The History of the Sunbeam Tiger
Well versed in making British sports cars work on the track, Doane Spencer attacked the Tiger project with his usual precision, planning and careful execution of details. The Santa Barbara Road Race in 1965 was the car's first race, and first win in Class
B, driven by Jim Adams. Later that year Flying Tigers Airlines flew the race car to Mosport in Ontario, Canada. Adams led wire to wire in front of a packed house, leading the second place GT350 by 3 seconds at the end of the race. Season end saw the Hollywood Sports Car entry being taken out by a Corvette (darn bowties!) at the American Road Race of Champions at Daytona. Rootes was very unhappy about the loss of the season championship, and the wrecked racer was sold for $5,000.00
at season's end. By 1967 the SCCA had reclassed Tigers into C production. In addition, Tigers were no longer allowed to use LAT options and the cars were no longer as competitive.

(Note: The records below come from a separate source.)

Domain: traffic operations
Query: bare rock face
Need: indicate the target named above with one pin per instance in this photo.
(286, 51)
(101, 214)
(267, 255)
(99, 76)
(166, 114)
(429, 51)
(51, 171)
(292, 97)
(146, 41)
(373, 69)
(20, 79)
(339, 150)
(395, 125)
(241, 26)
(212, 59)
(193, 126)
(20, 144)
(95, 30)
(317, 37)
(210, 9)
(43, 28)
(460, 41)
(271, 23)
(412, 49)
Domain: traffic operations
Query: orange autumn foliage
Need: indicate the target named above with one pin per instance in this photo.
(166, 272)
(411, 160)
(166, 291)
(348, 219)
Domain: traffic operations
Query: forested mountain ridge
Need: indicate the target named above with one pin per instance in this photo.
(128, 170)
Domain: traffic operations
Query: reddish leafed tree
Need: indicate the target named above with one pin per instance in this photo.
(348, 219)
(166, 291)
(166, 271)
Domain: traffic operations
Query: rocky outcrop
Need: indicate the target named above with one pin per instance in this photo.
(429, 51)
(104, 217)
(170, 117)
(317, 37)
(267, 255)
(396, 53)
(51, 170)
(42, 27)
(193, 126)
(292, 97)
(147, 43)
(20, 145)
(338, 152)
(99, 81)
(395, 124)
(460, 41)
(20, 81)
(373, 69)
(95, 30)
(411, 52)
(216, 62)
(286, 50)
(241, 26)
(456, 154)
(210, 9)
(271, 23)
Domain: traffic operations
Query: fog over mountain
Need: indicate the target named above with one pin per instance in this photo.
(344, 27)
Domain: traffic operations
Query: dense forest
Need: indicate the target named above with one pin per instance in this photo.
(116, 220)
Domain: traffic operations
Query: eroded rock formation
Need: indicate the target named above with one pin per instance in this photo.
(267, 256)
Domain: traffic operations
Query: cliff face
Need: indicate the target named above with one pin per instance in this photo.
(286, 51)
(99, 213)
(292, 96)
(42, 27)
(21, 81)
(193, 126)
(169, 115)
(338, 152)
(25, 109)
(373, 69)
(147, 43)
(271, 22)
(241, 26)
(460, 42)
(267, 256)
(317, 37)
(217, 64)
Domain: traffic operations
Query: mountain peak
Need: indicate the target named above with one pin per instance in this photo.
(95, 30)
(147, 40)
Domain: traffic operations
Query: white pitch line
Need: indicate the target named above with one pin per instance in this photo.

Obviously, Tiger and Shelby deserved to be uttered in the same breath. The cars were successful as racers, especially considering the limited funding and development resources allotted to them. On the street, they provided unmatched fun for the price. Sunbeam built 7,085 Tigers. The Alpine, which shares the Tiger's body shell, was built in the tens of thousands. Therefore, there is still a good availability of parts and cars to buy.

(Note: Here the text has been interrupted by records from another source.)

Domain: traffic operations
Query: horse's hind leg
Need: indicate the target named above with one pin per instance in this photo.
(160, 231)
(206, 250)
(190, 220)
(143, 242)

Which Tiger to buy? The first 3,763 are known as Mark I cars, and had VIN numbers starting with B947XXXX. Mark I's feature 260 V8 engines, Ford top loader transmissions, round corners on the doors, hood and trunk, metal convertible top covers and lead filled body seams. Prices currently run in the neighborhood of $5,000.00 to $20,000.00, depending on options and condition. The 2,706 Mark IA cars had 260's also, and VIN numbers starting with B382XXXXXX. They came with
square cornered doors, soft vinyl convertible top boots, fresh air ventilation and unfilled body seams. They cost around $5,000.00 more than a comparable Mark I. The last cars are known as Mark II Tigers, which number only 536 of the total 7,085 Tigers built. Their VIN numbers start with B382100XXX. Mark II cars came stock with 289 c.i. V8s, all the revisions of the Mark IAs, plus a new eggcrate grill. The chrome side trim and Tiger emblem were removed, replaced by stainless steel
fenderwell molding. Mark II Tigers cost another $5,000.00 beyond Mark IA prices, but may go for even more, as they were the most refined, featured the 289, and were built in the smallest numbers. Mark IA cars are seen as the favorite of many because of greater availability, and more refinement over the first series. Mark I cars were the most affordable, and the most available. Many people prefer the look of the hard metal convertible top cover and the appearance of the leaded body seams.
These prices are expected to rise, considering how collectible Tigers are becoming in the marketplace.
When purchasing a Tiger, watch out for conversions. The vast number of cheap, available Alpines in the '70s caused dishonest people to convert Alpines into Tigers. These fakes are sometimes easy to spot, sometimes not. There now exists The International Registry of Sunbeam Tigers," originally founded by George Fallehy, and now operated by Norm Miller. This registry includes information on each Tiger by VIN #, and current ownership status (if available). The Sunbeam Tiger Owners Association (STOA) is now inspecting Tigers through their Tiger Authentication Committee. This process involves carefully examining the body shell for tell-tale Tiger only assembly techniques. Once a car is verified as a Tiger, a non-removable permanent registration sticker is affixed to the car's body shell in an unobtrusive spot.